C L O S L E R
Moving Us Closer To Osler
A Miller Coulson Academy of Clinical Excellence Initiative

Educator, Advocate, Surgeon, and Caregiver for Life

Takeaway

As a cancer surgeon, my approach to care focuses heavily on communication with patients and their loved ones. Quite simply, I treat patients as I would want to be treated myself as a patient. 

As a surgeon who specializes in complex surgical oncology and hepatobiliary diseases, I recognize that my first encounter with a patient is usually the worst day of his or her life.

 

My philosophy for patient care is to provide optimal care with humanity in mind. I demand excellence of myself in both knowledge base and technical skills, which I believe are an absolute prerequisite.

 

However, I recognize that being a cancer surgeon is much more than removing cancerous growths, and my approach to care focuses heavily on communication with patients and their loved ones. I see myself as a patient’s educator, counselor, advocate, surgeon, and caregiver for life. Quite simply, I treat patients as I would want to be treated myself as a patient.

 

Every patient is unique and arrives in my clinic with varying levels of health literacy and different past experiences with doctors. My initial approach to these patients is to develop a relationship by educating them about their disease and preparing them for treatment. These are extremely important conversations that I believe secure the trust necessary for a healthy doctor-patient relationship.

 

The initial encounter needs to balance discussing the severity of the diagnosis and explaining what to expect, but also needs to make a connection on a personal level.  I firmly believe that this initial encounter in my field is critical, and I spend a great deal of energy and time developing this relationship.

 

The operations and post-operative care demand excellence and attention to detail. I demand absolute perfection from myself. The operations that I perform are extremely high risk and have complications even when executed perfectly.

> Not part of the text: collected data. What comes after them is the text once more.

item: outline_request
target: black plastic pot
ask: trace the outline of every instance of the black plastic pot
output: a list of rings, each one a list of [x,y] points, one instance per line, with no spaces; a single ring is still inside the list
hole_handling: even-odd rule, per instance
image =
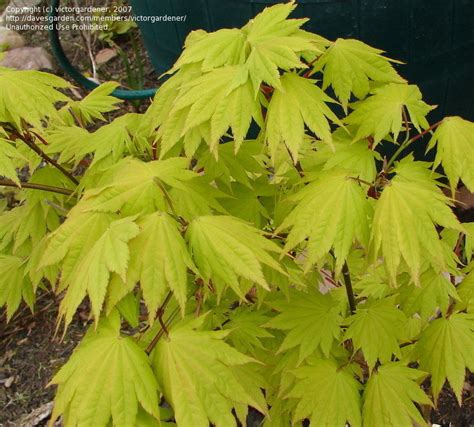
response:
[[[158,73],[166,71],[194,29],[240,27],[275,0],[131,0]],[[474,0],[299,0],[295,17],[329,39],[357,38],[402,60],[436,115],[474,119]],[[165,16],[185,16],[180,22]],[[165,18],[166,19],[166,18]]]

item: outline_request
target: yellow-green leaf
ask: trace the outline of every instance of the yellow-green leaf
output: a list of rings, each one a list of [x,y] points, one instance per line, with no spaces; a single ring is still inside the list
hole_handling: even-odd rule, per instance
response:
[[[451,188],[461,179],[474,192],[474,123],[461,117],[447,117],[431,138],[429,148],[436,148],[434,167],[443,165]]]
[[[266,411],[256,376],[247,370],[255,360],[223,341],[228,332],[199,330],[204,318],[173,326],[153,352],[153,367],[179,426],[237,426],[233,408]]]
[[[113,313],[88,334],[51,381],[58,385],[51,423],[69,426],[136,425],[143,408],[160,420],[158,384],[145,352],[120,335]]]
[[[435,399],[446,380],[459,404],[466,368],[474,370],[474,318],[454,313],[431,322],[416,344],[420,367],[431,374]]]
[[[265,326],[286,331],[278,353],[299,347],[298,364],[316,350],[329,357],[333,343],[340,338],[342,322],[340,304],[331,294],[292,290],[287,301],[269,304],[279,314]]]
[[[309,418],[313,426],[360,427],[362,385],[348,367],[333,359],[316,359],[295,369],[296,384],[288,397],[298,399],[293,420]]]
[[[418,385],[426,373],[400,363],[388,363],[377,369],[364,390],[364,427],[401,427],[414,423],[427,426],[415,403],[431,401]]]
[[[402,83],[383,51],[359,40],[337,39],[316,61],[315,71],[323,71],[323,89],[332,86],[344,109],[351,94],[362,99],[370,91],[370,81]]]
[[[362,350],[369,368],[372,369],[377,360],[390,361],[392,354],[401,357],[398,340],[406,317],[395,306],[393,298],[359,305],[346,321],[349,327],[344,339],[352,339],[355,351]]]
[[[140,234],[130,241],[130,263],[127,283],[140,283],[150,318],[168,290],[179,302],[182,311],[187,301],[187,269],[195,270],[180,224],[166,213],[153,213],[137,222]]]
[[[397,140],[402,128],[403,108],[416,130],[429,127],[426,115],[433,109],[421,99],[418,86],[390,83],[373,90],[373,95],[353,105],[354,111],[345,119],[357,126],[355,139],[372,136],[374,143],[393,135]]]

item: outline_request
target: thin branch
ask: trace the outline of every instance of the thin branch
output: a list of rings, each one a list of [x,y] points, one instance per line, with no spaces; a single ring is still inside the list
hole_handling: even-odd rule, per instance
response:
[[[428,129],[424,130],[423,132],[421,132],[420,134],[414,136],[413,138],[407,140],[407,141],[404,141],[400,147],[398,147],[398,150],[395,151],[395,153],[393,154],[392,158],[389,160],[389,162],[387,163],[387,166],[385,168],[385,170],[388,170],[388,168],[390,168],[390,166],[393,165],[393,163],[395,162],[396,159],[398,159],[398,156],[400,156],[400,154],[406,149],[408,148],[409,145],[413,144],[415,141],[418,141],[420,138],[423,138],[426,134],[430,133],[432,130],[436,129],[440,124],[442,123],[442,121],[439,121],[437,123],[435,123],[434,125],[430,126]]]
[[[352,280],[351,275],[349,272],[349,266],[347,265],[347,261],[344,262],[344,266],[342,267],[342,277],[344,278],[344,285],[346,287],[347,299],[349,300],[349,307],[351,309],[351,314],[356,312],[356,300],[354,297],[354,290],[352,289]]]
[[[171,294],[171,293],[170,293]],[[170,295],[169,294],[169,295]],[[159,311],[159,310],[158,310]],[[166,322],[163,322],[161,321],[160,322],[160,325],[161,325],[161,328],[160,330],[158,331],[158,333],[153,337],[153,339],[151,340],[150,344],[148,344],[148,347],[146,348],[145,350],[145,353],[146,354],[150,354],[153,349],[156,347],[156,344],[158,344],[158,341],[160,340],[160,338],[163,336],[163,335],[167,335],[167,331],[168,331],[168,328],[171,324],[171,322],[173,321],[173,319],[175,318],[175,316],[178,314],[179,312],[179,308],[176,307],[173,312],[170,314],[170,316],[168,317],[168,319],[166,320]],[[166,332],[165,332],[166,331]]]
[[[354,181],[357,181],[359,184],[365,184],[365,185],[368,185],[369,187],[374,186],[374,184],[372,182],[365,181],[364,179],[360,179],[357,176],[350,176],[349,179],[353,179]]]
[[[43,185],[43,184],[33,184],[30,182],[22,182],[20,183],[21,187],[18,186],[14,181],[9,179],[0,179],[0,186],[3,187],[14,187],[14,188],[28,188],[31,190],[41,190],[41,191],[49,191],[50,193],[58,193],[64,194],[66,196],[70,196],[74,191],[69,190],[67,188],[60,188],[60,187],[52,187],[51,185]]]
[[[403,121],[405,122],[405,140],[403,144],[406,144],[410,139],[410,122],[408,121],[408,113],[405,106],[402,107]]]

Frequently, my patients have been denied surgery at other institutions because of the location of tumors or high-risk co-morbidities.

 

I accept the problems that can occur after high-risk surgery, own these problems, and communicate the plan with patients and their families if they occur. Communication is never more important than when things are not going as planned, and patients deserve attention to every detail.

 

Following surgery, I meet with my cancer patients for life. I see myself as their primary advocate when they are deciding on adjuvant treatments. I am sensitive to the fact that every office visit means a potential cancer recurrence in my patients’ minds.

 

The truth is that, just as I have had an impact on my patients’ lives, they have each had a substantial impact on my life. There is nothing that I enjoy more than the personal relationships that I develop with my patients. I treat patients as people, not as operations or cancers or subjects. The result is that my patients and I have a special bond that lasts our lifetimes.